PARIS (AP) — The French government has declared the economic crisis over and is promising that its budget for next year will bring growth and jobs, but experts are criticizing the proposal from all sides and a true rebound looks a ways off.
In a budget unveiled Wednesday, the government says it will cut the deficit by nearly 18 billion euros ($24 billion), 14.8 billion euros of which will come from spending cuts and the rest from taxes.
The government has promised the measures will re-energize the economy, including by reducing the money spent on retirement and health benefits and by offering companies a tax credit if they hire. But taxpayers are grumbling about even the modest tax increase, and economists are split on the merits of cutting spending now, when the recovery is still weak.

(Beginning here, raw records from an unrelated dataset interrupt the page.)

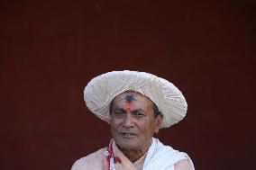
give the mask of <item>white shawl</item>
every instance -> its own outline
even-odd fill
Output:
[[[165,146],[153,138],[142,170],[174,170],[174,165],[183,159],[188,159],[195,170],[192,160],[186,153]]]

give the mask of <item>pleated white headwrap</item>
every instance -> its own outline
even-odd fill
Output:
[[[181,121],[187,104],[181,92],[170,82],[154,75],[138,71],[112,71],[93,78],[85,87],[87,108],[101,120],[110,122],[110,105],[114,97],[126,91],[149,97],[163,114],[160,128]]]

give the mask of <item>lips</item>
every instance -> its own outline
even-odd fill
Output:
[[[124,139],[132,139],[136,136],[134,133],[129,133],[129,132],[122,132],[120,133],[120,135]]]

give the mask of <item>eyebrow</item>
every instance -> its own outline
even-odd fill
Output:
[[[114,112],[126,112],[126,110],[124,110],[124,109],[123,109],[123,108],[120,108],[120,107],[117,107],[117,108],[114,109]],[[136,110],[132,111],[132,112],[145,112],[143,109],[136,109]]]

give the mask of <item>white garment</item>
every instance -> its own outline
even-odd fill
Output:
[[[174,165],[178,162],[187,159],[190,162],[192,170],[195,170],[189,157],[183,152],[173,149],[171,147],[165,146],[157,139],[152,139],[151,145],[147,152],[146,157],[132,163],[121,150],[113,146],[114,153],[121,158],[121,164],[114,164],[116,170],[174,170]],[[107,170],[108,162],[105,157],[106,148],[101,148],[85,157],[75,162],[71,170]],[[134,165],[137,164],[137,165]],[[142,164],[142,166],[140,165]]]
[[[195,170],[192,160],[186,153],[165,146],[159,139],[153,138],[142,170],[174,170],[174,165],[183,159],[188,159]]]

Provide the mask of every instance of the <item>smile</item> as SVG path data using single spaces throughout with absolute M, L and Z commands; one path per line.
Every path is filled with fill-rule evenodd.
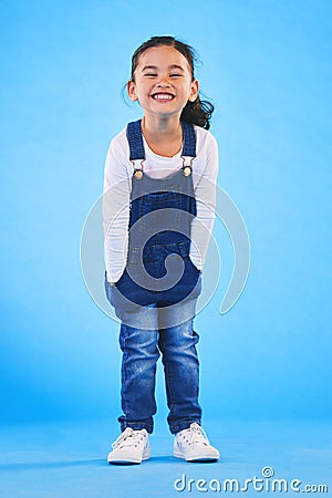
M 172 95 L 172 93 L 155 93 L 154 95 L 152 95 L 152 97 L 155 101 L 165 102 L 165 101 L 173 101 L 174 95 Z

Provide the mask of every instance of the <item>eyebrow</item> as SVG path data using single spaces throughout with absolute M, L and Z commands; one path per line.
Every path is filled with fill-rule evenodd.
M 158 69 L 158 68 L 157 68 L 156 65 L 145 65 L 145 66 L 143 68 L 142 71 L 146 71 L 146 70 L 157 70 L 157 69 Z M 172 64 L 172 65 L 169 65 L 169 69 L 178 69 L 178 70 L 180 70 L 180 71 L 185 71 L 184 68 L 181 68 L 180 65 L 177 65 L 177 64 Z

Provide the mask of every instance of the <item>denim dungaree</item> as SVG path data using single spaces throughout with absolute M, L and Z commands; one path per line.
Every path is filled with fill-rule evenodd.
M 193 422 L 200 424 L 195 346 L 199 336 L 193 330 L 193 319 L 201 283 L 200 271 L 189 258 L 190 228 L 196 216 L 191 174 L 196 134 L 186 122 L 181 127 L 183 167 L 155 179 L 143 169 L 141 120 L 127 125 L 129 160 L 134 165 L 127 264 L 114 286 L 105 279 L 107 299 L 122 320 L 122 430 L 132 427 L 153 432 L 159 353 L 170 432 L 188 428 Z

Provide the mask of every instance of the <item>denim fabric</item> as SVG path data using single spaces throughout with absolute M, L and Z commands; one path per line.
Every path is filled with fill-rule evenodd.
M 183 123 L 183 153 L 195 157 L 194 127 Z M 131 160 L 144 162 L 141 121 L 129 123 L 127 138 Z M 144 169 L 133 175 L 127 264 L 115 286 L 105 273 L 107 299 L 122 321 L 122 429 L 152 433 L 160 354 L 170 432 L 200 423 L 198 334 L 193 320 L 201 278 L 189 258 L 196 199 L 193 175 L 185 166 L 164 179 L 151 178 Z
M 177 312 L 191 315 L 195 300 L 179 305 Z M 158 308 L 151 307 L 149 322 L 154 330 L 145 330 L 146 309 L 136 313 L 137 326 L 122 323 L 120 345 L 122 360 L 122 409 L 118 418 L 122 430 L 146 428 L 153 432 L 153 415 L 156 413 L 155 373 L 162 354 L 165 372 L 167 422 L 172 434 L 200 423 L 201 408 L 198 404 L 199 363 L 196 351 L 198 334 L 193 330 L 193 319 L 177 326 L 164 326 Z M 176 311 L 173 310 L 175 313 Z M 154 318 L 154 320 L 153 320 Z

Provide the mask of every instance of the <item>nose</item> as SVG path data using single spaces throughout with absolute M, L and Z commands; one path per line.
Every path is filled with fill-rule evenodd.
M 160 81 L 157 83 L 157 86 L 160 87 L 160 89 L 165 89 L 165 87 L 170 86 L 167 76 L 162 76 Z

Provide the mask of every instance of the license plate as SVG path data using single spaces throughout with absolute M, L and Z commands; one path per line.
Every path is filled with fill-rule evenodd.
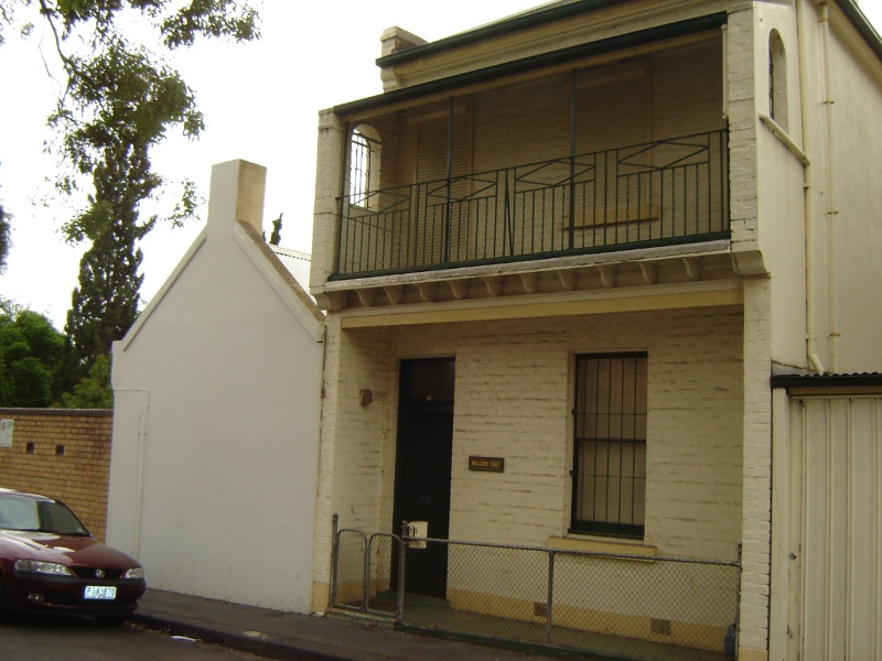
M 84 599 L 116 599 L 117 588 L 112 585 L 87 585 Z

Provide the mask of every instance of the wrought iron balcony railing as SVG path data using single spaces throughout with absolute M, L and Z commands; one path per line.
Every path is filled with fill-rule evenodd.
M 713 131 L 344 197 L 334 278 L 728 237 Z

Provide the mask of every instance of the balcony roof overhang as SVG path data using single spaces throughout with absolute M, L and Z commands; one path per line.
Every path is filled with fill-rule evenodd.
M 611 2 L 610 2 L 611 3 Z M 591 4 L 591 2 L 589 2 Z M 569 7 L 569 6 L 567 6 Z M 696 35 L 708 30 L 719 29 L 727 22 L 725 12 L 716 12 L 703 17 L 667 23 L 656 28 L 648 28 L 636 32 L 628 32 L 609 39 L 603 39 L 585 44 L 570 46 L 540 55 L 523 57 L 512 62 L 488 66 L 463 74 L 456 74 L 438 80 L 422 83 L 401 89 L 395 89 L 376 96 L 367 97 L 347 104 L 334 106 L 333 111 L 338 117 L 359 116 L 370 111 L 387 109 L 388 107 L 406 104 L 416 99 L 423 99 L 433 95 L 450 93 L 469 86 L 485 84 L 498 78 L 528 74 L 538 69 L 553 67 L 579 59 L 585 59 L 607 53 L 636 48 L 677 37 Z M 471 33 L 470 33 L 471 34 Z M 452 39 L 452 37 L 451 37 Z M 443 41 L 443 40 L 442 40 Z M 439 42 L 434 42 L 439 43 Z M 421 50 L 433 44 L 419 46 Z M 401 53 L 409 53 L 405 51 Z
M 552 4 L 538 7 L 533 10 L 520 12 L 513 17 L 494 21 L 486 25 L 461 32 L 452 36 L 440 39 L 420 46 L 401 51 L 400 53 L 392 53 L 384 57 L 377 58 L 377 66 L 386 67 L 399 63 L 418 59 L 427 55 L 434 55 L 443 53 L 453 48 L 467 46 L 476 42 L 481 42 L 494 36 L 504 34 L 512 34 L 520 30 L 536 28 L 545 23 L 551 23 L 568 19 L 585 12 L 596 11 L 617 4 L 625 4 L 631 0 L 576 0 L 576 1 L 561 1 Z M 863 12 L 858 7 L 854 0 L 833 0 L 848 20 L 852 23 L 854 29 L 860 33 L 861 37 L 872 48 L 876 56 L 882 59 L 882 37 L 875 31 L 873 25 L 863 15 Z

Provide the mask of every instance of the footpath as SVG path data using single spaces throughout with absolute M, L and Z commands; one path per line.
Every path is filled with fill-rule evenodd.
M 552 659 L 377 624 L 282 613 L 148 588 L 130 621 L 268 659 L 314 661 L 525 661 Z

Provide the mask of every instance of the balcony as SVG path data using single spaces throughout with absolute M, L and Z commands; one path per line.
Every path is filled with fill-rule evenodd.
M 343 198 L 332 280 L 728 239 L 711 131 Z

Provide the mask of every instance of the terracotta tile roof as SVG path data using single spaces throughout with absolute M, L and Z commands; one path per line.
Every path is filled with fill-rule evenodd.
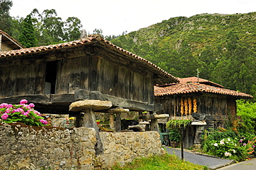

"Purchasing power is our preoccupation," Finance Minister Pierre Moscovici told French television on the eve of the budget unveiling, calling it a budget for growth and employment.
Much of the criticism of the budget, however, was that it is in fact likely to hurt household spending.
Though the government argues the budget provides relief for lower income households, economists note that the tax credit meant to boost hiring at companies is being paid for largely by a hike to the sales tax. That directly takes money out of the pockets of shoppers of all incomes.
In terms of reducing the deficit, the budget appears to be Paris' belated effort to fall in line with the rest of Europe's focus on cutting public spending, which makes up 57 percent of gross domestic product.
The slow approach is typical of Francois Hollande's tenure. The French president is famous for trying not to be famous. His most notable domestic policy so far, the creation of a 75 percent tax for incomes over 1 million euros, was rejected by a court and amended and reduced to the point that it lost much of its shock value. It was written into the new budget as a 50 percent tax paid by employers on all remuneration above 1 million euros.
The delays in reforms have drawn a critical eye from the European Commission, the executive arm of the European Union, and Germany, which led the push for austerity in Europe. While the Commission has softened its stance somewhat — notably giving France more time to reduce its deficit — the re-election of German Chancellor Angela Merkel this weekend was an endorsement of her tough line.
But the new budget is also coming under fire in some quarters for cutting too much since lower spending will hurt growth in the short term, just as the country is emerging from recession and with unemployment at 11 percent.
Eric Heyer, an economist with the French Observatory for Economic Forecasts, says the budget is moving in the right direction, but that spending cuts are still not advisable since the economy remains in trouble.
He estimates that spending cuts and tax increases — both in France and around Europe — will shave 1.3 percent off France's economic growth next year. Still, the observatory's forecast is among the most positive at a 1.3 percent increase in GDP. The consensus is somewhere just below 1 percent; the French government built its budget around a 0.9 percent estimate.
Heyer cautions that a return to growth doesn't mean France is rebounding.
"We can't talk about a recovery as long as economic growth is around 1 percent," he said. "Since today, we produce less than five years ago, we are still in recession. That's the real definition of a recession."
"The real rebound will be when we have a production level well above 2007 and when the economy has started to create jobs again. That's not in the government's scenario."
Jacob Kirkegaard, senior fellow at the Peterson Institute for International Economics in Washington, notes France has escaped the financial crisis without the explosions of unemployment and deep recessions seen in Southern Europe. But that also means it no longer has the motivation to make the real, deep reforms it also avoided.
"There's never going to be a hard landing. ... It's going to be a gradual underperformance," not only compared with Germany but also with traditionally weaker countries like Spain and Italy, he said.